This volume's subtitle is "A journey around Britain in search of the dead", which pretty much sums up what it is all about. Cooke's book is, in fact, a travelogue of sorts that sees the author embark on a tour of graveyards and final resting places across the UK, starting from Dunwich, where the historical cemetery beside the abandoned All Saints’ Church is being eroded and gobbled up by the North Sea, and ending, a month and two thousand miles later, in Orkney. Cooke’s means of transport, the equivalent of Charon’s boat, is, quite appropriately, a vintage, second-hand (or maybe third or fourth hand) hearse, itself nearing the “end of the road”. His companions are the ghosts of the dead and a spider hitchhiker whom Jack affectionately names Enfield.

Cooke’s quirky trip takes in a variety of burial sites – from more conventional graveyards, churchyards and cemeteries (including London’s Highgate and the Glasgow Necropolis), to prehistoric barrows, the “plague cottages” of Eyam and even a show cave which became a burial chamber and memorial following the tragic death of a speleologist.

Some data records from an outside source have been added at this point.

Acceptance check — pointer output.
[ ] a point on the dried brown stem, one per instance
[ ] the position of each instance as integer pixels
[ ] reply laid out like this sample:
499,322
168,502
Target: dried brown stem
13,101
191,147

Cooke is an endearing narrator, combining trivia and historical facts with personal reflection. There is often an element of self-deprecating humour as we watch him scaling cemetery gates, blocking traffic on the highway, or offering lifts to strangers who scurry away in shock. However, what is particularly impressive in what is, ultimately, a book about death, is how uplifting a read it turns out to be. As, at the end of every day, Cooke makes his bed for the night – either in his hearse, or on a grave site – one is struck by a sense of calm and peace, as if the very fact of going to sleep amongst the ghosts is a respectful act of communion with the departed.

The End of the Road is my first read for 2021 and it is, admittedly, a strange start to my reading year. But who thought a trip in a hearse would be so enjoyable?